Queen Noor was wearing an exquisite silk shirt with intricately hand embroidered tiny mirrors all over it. I thought she was flirting with Al Gore, but that's just my opinion. She gave us her email address so that we could keep in touch with her about global poverty. It was an AOL account; I don't know why I thought that was so strange.

The sunset from the ranch looked like an Ansel Adams photograph, if you stared at it while you were on acid and then fell asleep and dreamed about it. There was a double rainbow peeking through the violet clouds.

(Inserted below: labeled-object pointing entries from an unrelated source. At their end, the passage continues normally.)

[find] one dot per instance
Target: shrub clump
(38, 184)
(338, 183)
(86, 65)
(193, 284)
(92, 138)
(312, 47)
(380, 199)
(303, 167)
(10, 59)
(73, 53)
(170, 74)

Gosh, I'm drunk. There was an open bar every ten meters and Diane Feinstein has good taste in Scotch.

Global Poverty Menu

We had a dinner at the Aspen Institute and Al Gore gave his slide show about global warming to the group. It was an extremely well done presentation, and Gore was clearly passionate - but I can see why he turned a lot of American voters off. His passion can seem a bit like self-righteous anger, like, "I'm right about this guys! You've got to listen to me or you'll get into trouble!" Which is totally true...but politically, it's off-putting. Anyway, I loved the presentation and I'm glad that he's putting so much effort into these issues - the man really does have remarkable vision about the important issues facing the world, from his work with the internet, to this. He's starting a new open source TV network and I'll be interested to follow what he does with it.

I stole the menu from dinner, and I think I'm going to take it home and frame it. I reproduce it here for you, although the irony is much better when you actually see the menu, with the heavy cardstock paper and the fancy printing.

Yep, global poverty. It's, like, so sad. All those poor people, I bet they've never even tasted a really good chevre! We've totally got to help them.


Thursday, Augsut 4th, 2005

European baby greens, chevre goat cheese and prickly pear vinaigrette

Buffalo ribeye, blueberry demi herb mashers and baby vegetables
Lemon baked Alaskan halibut with pineapple mango salsa, asparagus and tuxedo orze
Roasted red pepper polenta with grilled vegetables

Chocolate ecstasy cake and raspberry coulis


Al Gore is one of the guests at our star studded Aspen conference on global poverty and two nights ago he called Emily, our administrative assistant, at 11pm on her cell phone. "Hello, Emily? This is Al Gore. I've lost my laptop." So now she has Al Gore's number saved on her cell phone. We joked that she should get drunk one night and call him back. "Hello, Al Gore? This is Emily. I've lost my car keys."

By the way, Al did get his laptop back. He'd left it on his friend's private jet.

Aspen is a very beautiful town. But there are more women with plastic surgery here than I've ever seen in my life.

Monday, August 01, 2005

Back to Oz...

I'm leaving tomorrow morning to go to a conference in Aspen on global poverty. Yes, I know the irony is astounding. The main funder of the project I work for is a billionaire investment banker who's into Buddhism; he has a huge ranch on the hills of Aspen with sweeping views and gigantic tapestries of Buddhist mandalas. Uh huh.

And then I'll be going to Australia straight from Aspen, for two weeks to visit my brother. So I probably won't be posting very much for a while. But I'll let you guys know about any particularly fun things to do in Australia...

Wednesday, July 27, 2005

Party with 900 international types

A World Bank evite has spun out of control ... so I figured I'd add to the madness. Tonight, in Georgetown on the waterfront.